This major new study examines the developing practice of universal jurisdiction, as well as the broader phenomenon of "globalizing" justice, and its ramifications.
With a detailed overview of the contemporary practice of universal jurisdiction, it discerns three trends at work: pure universal jurisdiction, universal jurisdiction "plus", and non-use. It also argues that these disparities in practice should raise serious concerns as to the legitimacy and perceived legitimacy of such globalized justice. It then turns to a further consideration, that of globalized justice, precisely because it takes place far from the locus of the crime, and is therefore "externalized" and may fail to achieve many of its putative goals.
In addition, this is a key assessment of civil accountability, through the use of the Alien Tort Claims Act in the United States. It details how the use of civil penalties may offer new avenues for redress, particularly with relation to group accountability, whether that of armed groups or of corporations.

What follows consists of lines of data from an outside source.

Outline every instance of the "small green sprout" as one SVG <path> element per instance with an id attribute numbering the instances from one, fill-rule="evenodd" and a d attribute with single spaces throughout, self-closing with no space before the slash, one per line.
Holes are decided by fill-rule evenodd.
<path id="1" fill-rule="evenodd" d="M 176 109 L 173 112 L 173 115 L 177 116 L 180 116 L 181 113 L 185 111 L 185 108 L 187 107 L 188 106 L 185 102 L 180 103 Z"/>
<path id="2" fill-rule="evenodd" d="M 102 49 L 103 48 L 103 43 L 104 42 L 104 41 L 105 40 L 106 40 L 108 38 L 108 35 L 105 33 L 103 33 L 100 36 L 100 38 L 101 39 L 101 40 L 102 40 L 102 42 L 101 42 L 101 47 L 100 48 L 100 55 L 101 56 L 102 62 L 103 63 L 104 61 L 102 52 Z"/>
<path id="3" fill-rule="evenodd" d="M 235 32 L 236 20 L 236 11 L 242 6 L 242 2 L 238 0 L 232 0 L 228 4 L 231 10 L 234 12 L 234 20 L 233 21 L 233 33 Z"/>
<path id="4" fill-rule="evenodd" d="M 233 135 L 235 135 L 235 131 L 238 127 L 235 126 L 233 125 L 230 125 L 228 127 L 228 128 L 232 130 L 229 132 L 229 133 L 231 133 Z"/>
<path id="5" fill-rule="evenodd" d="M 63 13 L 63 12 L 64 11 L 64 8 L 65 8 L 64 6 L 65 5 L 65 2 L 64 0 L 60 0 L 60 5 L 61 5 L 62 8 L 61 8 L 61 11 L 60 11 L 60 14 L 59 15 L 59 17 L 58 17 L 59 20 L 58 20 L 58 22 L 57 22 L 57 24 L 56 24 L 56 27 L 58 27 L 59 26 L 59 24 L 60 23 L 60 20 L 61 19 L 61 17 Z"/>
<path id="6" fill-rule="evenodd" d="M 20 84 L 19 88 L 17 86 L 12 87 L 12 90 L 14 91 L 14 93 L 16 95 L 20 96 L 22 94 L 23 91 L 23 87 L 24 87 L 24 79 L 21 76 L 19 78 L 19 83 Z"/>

However, it balances this approach to accountability with recognition of certain flaws within externalized criminal accountability.
This study also focuses on mixed tribunals, or other methods of internationalized justice as viable alternatives, which may avoid some of the problems with external justice, but are themselves far from perfect. Mixed or hybrid tribunals in East Timor and Sierra Leone represent different models of hybrid justice and provide the reader with excellent examples of these new forms of justice in action.
This book will be of great interest to all students and scholars of human rights international law and political science.